When it comes to delivery, I recommend prioritizing unblocking the biggest challenges that are standing in the way of creating the experience you want to create: maybe this is getting an accurate conversion rate across multiple systems, or managing a handoff between platforms that currently feels really awkward to the end user, or aligning multiple channels to a single source of truth, or something else again. When teams come under fire to deliver something quickly, it can be tempting to continue polishing journeys based on existing workarounds, but ultimately these will never be able to deliver the step change that the business demands. Releasing a “thin slice” that delivers an end-to-end experience that is pared back but still meaningfully better than what users had before will take you in the right direction, faster. It might not be an immediate success, but that is exactly why you do a thin slice and not a fully realised solution.
How do you move past being wrong?
If you have a difficult release, tell that story, not as a failure, but as a turning point in your digital transformation. Surface what you have learned and show how it is helping you to realise the business’s ultimate goals by demonstrating whether you have a viable way to address its biggest challenge. Finding out that a particular solution isn’t going to work is still valuable. If you do have a viable solution but there are smaller issues that are creating a lot of noise, how quickly can you address these? Ensure that the things that are already better are recognised, as these may be taken for granted or not noticed at all.
It’s still more challenging when it’s not obvious why you’re getting a certain outcome, but start with what you know and dig into that. Is your data accurate? Can you drill down further to see where people are struggling, or dropping off? Can you get closer to your customers or front-line teams, to really understand what’s going on? While it can be frustrating to be confronted with data that doesn’t appear to make sense, going beyond received wisdom is how the most critical insights happen, the ones that will enable real progress. These are what I think of as the uncomfortable epiphanies.

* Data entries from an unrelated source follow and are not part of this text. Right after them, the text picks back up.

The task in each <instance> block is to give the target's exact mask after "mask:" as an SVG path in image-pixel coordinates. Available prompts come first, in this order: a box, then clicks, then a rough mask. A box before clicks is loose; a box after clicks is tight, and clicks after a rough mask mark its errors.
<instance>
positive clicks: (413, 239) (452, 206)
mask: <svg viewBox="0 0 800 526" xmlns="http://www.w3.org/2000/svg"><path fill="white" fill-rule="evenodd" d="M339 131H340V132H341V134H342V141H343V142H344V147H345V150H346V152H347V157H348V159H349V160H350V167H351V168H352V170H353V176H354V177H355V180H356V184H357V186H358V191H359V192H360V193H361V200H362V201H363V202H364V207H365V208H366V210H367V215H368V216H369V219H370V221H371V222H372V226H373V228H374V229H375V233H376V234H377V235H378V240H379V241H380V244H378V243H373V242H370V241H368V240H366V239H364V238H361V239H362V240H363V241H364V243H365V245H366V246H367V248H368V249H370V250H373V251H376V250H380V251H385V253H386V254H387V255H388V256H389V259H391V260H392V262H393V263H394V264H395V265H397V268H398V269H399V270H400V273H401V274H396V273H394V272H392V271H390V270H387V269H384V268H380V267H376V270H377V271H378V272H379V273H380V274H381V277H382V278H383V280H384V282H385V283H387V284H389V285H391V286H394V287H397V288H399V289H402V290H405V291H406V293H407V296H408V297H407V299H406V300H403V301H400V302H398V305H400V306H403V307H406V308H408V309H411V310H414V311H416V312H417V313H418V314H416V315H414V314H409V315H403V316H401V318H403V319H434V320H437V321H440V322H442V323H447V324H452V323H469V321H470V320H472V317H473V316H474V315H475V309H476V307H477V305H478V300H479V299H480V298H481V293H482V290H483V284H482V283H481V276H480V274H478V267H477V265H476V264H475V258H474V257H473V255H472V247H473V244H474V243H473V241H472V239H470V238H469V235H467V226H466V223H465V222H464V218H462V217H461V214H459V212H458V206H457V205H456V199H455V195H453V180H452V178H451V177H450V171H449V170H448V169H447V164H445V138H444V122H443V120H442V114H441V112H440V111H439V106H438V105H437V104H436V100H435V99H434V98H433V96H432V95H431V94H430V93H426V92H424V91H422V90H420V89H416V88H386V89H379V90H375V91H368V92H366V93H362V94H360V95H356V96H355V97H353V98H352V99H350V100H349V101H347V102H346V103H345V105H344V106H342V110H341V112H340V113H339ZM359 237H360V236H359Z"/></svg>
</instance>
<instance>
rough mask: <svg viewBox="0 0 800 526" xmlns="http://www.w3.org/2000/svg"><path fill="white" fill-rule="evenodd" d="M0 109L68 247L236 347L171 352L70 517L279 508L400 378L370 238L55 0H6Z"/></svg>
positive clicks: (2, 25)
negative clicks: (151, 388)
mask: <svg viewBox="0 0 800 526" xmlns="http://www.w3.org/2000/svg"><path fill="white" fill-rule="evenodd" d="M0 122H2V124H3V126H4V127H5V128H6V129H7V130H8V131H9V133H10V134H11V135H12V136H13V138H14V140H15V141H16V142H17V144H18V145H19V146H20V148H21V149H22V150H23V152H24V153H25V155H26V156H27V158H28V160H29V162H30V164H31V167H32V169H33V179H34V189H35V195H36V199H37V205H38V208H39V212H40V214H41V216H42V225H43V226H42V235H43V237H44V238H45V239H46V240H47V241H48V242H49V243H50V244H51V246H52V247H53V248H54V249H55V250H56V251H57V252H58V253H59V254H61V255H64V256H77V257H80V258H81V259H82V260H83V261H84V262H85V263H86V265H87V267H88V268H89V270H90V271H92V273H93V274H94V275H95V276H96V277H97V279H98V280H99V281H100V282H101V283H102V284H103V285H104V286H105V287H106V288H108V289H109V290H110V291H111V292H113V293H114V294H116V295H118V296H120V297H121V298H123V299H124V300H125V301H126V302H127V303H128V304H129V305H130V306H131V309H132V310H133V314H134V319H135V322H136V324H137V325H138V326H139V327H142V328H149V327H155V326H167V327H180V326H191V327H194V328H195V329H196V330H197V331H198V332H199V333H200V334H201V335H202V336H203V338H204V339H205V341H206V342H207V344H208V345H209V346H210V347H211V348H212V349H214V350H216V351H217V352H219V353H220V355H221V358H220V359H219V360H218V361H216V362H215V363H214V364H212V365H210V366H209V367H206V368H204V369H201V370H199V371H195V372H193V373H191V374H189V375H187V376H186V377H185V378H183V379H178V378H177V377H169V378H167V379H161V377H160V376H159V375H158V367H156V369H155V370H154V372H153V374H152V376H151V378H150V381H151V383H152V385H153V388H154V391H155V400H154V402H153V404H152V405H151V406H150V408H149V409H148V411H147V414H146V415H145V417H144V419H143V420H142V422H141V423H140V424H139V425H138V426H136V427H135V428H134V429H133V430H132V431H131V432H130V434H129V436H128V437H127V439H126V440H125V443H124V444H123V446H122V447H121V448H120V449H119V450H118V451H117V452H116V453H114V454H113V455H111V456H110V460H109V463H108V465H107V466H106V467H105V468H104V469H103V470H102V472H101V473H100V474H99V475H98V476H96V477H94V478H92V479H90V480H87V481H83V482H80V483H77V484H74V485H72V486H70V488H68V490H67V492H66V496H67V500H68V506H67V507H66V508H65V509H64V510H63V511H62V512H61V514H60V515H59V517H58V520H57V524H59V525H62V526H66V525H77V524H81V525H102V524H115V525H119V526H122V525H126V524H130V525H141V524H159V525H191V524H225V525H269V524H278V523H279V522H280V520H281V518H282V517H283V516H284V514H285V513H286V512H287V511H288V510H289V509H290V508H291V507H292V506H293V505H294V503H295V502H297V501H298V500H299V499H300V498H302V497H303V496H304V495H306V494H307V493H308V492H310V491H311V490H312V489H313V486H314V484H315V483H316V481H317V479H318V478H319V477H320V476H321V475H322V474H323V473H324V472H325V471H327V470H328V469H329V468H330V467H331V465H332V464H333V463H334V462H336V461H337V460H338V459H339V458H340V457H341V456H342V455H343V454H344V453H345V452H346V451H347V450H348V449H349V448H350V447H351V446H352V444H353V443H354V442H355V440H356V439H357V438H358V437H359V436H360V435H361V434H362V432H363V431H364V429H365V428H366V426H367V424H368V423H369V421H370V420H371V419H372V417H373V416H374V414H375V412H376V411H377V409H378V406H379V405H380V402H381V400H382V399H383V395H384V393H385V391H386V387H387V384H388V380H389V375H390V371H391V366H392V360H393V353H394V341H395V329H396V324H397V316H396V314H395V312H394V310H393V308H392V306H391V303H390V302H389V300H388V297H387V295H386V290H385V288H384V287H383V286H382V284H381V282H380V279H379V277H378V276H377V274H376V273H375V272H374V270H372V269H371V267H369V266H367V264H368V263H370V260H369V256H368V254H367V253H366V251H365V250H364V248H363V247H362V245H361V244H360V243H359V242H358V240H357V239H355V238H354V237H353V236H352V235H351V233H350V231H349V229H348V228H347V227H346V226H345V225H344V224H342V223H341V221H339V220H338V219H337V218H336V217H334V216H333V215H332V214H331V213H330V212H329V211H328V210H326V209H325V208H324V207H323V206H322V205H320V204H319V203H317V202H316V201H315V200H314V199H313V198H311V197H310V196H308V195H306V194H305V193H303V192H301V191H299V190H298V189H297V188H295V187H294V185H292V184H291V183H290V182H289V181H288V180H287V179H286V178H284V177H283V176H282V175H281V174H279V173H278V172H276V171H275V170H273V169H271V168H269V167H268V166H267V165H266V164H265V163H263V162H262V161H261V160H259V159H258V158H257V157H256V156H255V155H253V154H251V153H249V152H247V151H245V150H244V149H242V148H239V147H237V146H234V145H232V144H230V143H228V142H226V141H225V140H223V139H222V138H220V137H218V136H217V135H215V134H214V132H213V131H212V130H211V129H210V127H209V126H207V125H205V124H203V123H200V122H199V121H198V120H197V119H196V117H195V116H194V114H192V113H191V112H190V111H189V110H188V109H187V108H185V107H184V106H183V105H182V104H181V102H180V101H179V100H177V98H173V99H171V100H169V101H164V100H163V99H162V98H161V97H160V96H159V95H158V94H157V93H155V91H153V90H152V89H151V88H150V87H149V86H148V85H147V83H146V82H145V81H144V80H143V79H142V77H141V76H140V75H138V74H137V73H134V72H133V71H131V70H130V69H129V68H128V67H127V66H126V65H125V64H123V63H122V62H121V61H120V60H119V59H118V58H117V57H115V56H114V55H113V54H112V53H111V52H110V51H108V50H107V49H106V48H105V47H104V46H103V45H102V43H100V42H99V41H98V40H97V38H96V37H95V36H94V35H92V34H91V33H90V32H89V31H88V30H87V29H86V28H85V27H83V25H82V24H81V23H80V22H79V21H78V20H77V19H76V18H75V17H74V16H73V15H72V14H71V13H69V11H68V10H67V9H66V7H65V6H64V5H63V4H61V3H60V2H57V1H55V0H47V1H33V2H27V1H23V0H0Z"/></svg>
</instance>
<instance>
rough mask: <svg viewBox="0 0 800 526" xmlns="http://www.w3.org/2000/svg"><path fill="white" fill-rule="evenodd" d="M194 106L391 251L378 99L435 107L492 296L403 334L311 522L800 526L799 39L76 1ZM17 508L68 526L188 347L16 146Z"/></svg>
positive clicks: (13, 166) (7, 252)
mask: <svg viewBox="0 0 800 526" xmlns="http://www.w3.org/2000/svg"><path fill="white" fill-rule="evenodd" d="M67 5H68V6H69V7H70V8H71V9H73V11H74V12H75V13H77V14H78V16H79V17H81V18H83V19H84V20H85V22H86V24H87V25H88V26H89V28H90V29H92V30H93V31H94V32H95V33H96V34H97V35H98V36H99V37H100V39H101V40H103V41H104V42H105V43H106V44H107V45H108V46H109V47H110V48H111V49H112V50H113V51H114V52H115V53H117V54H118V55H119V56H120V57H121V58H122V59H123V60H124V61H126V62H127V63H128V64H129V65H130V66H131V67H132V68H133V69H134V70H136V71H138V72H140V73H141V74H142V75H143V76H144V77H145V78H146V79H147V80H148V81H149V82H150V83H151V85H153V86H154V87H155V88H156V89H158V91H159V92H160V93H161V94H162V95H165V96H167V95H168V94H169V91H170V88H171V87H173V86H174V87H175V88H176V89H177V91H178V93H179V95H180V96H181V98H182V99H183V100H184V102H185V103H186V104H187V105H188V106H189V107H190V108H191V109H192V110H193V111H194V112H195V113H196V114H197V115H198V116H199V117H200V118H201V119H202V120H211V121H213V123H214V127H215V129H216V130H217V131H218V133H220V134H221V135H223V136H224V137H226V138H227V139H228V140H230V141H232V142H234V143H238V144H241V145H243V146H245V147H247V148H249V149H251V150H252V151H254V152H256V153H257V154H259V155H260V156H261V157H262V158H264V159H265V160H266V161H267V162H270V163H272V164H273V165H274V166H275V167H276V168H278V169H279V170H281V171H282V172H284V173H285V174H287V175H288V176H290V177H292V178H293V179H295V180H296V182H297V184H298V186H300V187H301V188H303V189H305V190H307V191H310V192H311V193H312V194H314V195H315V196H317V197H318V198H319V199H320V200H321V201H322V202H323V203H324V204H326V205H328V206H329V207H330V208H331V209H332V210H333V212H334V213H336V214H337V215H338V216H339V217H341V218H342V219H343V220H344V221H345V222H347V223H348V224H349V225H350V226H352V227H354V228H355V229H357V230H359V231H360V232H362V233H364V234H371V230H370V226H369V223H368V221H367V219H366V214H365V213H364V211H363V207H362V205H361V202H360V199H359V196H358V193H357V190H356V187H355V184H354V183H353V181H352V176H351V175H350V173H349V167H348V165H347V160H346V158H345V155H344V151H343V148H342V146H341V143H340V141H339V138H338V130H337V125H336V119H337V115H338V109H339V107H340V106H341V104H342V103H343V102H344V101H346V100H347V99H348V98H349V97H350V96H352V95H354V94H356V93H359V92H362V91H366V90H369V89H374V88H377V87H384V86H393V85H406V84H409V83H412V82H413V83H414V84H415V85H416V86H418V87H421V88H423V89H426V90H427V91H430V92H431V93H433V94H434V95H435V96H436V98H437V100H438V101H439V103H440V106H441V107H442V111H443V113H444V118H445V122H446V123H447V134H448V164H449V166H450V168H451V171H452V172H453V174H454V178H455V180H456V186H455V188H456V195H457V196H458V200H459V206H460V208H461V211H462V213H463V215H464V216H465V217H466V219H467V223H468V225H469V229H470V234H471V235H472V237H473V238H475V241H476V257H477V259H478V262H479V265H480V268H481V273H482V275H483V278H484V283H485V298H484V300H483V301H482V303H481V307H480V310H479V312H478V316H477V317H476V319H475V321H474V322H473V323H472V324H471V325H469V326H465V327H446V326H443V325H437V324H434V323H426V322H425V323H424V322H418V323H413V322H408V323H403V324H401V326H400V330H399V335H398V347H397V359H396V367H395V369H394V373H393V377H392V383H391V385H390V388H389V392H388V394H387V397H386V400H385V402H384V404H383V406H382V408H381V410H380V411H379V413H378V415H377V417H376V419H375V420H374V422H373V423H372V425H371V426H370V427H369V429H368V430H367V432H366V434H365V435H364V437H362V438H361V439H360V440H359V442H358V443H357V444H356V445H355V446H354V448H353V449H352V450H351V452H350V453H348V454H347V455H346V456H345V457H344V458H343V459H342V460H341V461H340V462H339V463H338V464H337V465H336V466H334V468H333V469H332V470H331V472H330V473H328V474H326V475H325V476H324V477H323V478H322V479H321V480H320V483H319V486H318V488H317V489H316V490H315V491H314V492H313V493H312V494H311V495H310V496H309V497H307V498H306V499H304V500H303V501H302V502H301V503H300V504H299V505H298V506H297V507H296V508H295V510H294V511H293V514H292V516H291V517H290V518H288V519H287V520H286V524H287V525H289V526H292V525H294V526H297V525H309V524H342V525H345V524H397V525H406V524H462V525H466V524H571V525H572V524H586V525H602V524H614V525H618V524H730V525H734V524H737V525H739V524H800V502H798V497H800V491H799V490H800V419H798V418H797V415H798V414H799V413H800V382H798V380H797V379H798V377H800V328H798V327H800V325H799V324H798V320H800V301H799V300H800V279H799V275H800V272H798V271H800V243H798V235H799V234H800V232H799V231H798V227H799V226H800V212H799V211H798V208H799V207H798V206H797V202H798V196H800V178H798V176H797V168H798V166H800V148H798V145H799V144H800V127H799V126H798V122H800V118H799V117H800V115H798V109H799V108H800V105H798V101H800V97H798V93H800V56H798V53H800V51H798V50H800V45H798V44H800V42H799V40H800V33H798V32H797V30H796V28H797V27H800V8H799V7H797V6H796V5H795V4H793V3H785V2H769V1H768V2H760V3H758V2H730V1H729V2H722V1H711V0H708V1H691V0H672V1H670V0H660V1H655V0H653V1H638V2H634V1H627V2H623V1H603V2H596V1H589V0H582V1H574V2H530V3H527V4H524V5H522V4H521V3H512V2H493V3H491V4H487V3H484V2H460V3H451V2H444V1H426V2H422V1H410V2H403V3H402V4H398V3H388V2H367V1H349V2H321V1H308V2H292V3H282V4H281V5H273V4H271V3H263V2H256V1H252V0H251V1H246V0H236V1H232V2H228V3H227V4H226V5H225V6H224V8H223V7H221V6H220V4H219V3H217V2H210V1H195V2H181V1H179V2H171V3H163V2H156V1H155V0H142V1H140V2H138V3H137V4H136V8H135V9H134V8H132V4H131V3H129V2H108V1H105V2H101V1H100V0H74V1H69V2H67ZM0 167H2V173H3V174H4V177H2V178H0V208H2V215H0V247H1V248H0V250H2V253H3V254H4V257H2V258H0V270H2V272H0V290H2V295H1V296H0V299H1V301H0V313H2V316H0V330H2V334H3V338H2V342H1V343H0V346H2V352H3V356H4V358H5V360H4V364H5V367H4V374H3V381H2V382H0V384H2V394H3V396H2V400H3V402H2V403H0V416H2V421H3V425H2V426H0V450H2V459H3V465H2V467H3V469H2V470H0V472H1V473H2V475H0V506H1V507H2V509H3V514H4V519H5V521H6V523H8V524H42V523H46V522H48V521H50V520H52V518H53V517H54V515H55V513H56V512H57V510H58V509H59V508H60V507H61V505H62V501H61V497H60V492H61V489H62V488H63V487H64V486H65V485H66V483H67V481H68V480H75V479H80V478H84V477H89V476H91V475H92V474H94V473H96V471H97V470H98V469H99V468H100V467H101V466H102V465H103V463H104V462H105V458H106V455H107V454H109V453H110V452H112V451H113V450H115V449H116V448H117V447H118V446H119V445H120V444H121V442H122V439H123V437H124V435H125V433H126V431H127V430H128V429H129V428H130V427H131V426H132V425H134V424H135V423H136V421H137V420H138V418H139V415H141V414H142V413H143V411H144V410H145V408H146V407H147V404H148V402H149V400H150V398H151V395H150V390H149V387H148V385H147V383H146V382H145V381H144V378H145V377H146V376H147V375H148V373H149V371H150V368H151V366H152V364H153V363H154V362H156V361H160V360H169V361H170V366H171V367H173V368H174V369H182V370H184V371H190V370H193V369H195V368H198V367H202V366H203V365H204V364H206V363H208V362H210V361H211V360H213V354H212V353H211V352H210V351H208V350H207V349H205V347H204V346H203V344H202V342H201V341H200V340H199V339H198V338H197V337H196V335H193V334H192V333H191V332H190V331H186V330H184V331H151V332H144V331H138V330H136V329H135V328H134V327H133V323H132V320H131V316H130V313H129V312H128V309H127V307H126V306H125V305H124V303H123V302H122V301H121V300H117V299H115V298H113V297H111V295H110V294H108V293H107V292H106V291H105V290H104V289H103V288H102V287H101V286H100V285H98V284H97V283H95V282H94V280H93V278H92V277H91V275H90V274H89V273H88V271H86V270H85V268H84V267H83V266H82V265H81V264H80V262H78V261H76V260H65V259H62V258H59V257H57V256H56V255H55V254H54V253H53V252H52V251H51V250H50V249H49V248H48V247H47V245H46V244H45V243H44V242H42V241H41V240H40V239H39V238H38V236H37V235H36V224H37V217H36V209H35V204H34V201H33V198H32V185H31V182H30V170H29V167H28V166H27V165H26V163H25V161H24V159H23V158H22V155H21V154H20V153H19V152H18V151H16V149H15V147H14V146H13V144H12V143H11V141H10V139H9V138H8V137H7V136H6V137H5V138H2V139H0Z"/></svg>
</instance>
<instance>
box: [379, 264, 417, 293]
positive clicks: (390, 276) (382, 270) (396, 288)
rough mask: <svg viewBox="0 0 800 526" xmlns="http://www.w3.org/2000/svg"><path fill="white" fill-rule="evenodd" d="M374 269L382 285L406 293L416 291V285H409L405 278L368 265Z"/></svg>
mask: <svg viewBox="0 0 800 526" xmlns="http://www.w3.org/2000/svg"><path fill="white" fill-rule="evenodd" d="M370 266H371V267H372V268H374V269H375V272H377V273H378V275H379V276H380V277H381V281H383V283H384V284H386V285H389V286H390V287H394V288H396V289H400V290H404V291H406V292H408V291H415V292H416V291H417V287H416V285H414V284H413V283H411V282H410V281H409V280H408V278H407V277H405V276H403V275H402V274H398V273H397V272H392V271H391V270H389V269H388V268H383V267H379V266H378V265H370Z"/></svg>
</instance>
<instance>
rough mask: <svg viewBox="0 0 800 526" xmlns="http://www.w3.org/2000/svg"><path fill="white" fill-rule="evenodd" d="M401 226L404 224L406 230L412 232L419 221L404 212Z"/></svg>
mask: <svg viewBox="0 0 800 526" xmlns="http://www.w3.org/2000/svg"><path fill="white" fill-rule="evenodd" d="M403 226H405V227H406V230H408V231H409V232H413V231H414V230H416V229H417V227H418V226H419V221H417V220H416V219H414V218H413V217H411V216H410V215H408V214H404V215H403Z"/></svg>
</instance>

While it’s not always possible to predict when inspiration will strike, you can make breakthroughs more likely by creating an environment that makes it safe to share potentially unflattering information or challenge existing narratives. Leading by example and being open with your stakeholders about what you don’t know and how what you do know has changed over time requires courage, clarity of communication, and confidence in where you are headed to give you enough credibility for your message to land. Embracing the idea that you might need to flip what you think you know on its head unlocks the possibility of true transformation, not only by giving you the space to adapt when new information emerges, but also by fostering a culture that is open to insight and change.
Digital transformation is not an easy process because the technical side of it is only a fraction of the change. By acknowledging that challenge up front and setting the scene for the potential need for recalibration, you will be ready to receive and quickly act if you do happen to have an uncomfortable epiphany. Your new insight will propel you forwards into the now slightly less unknown.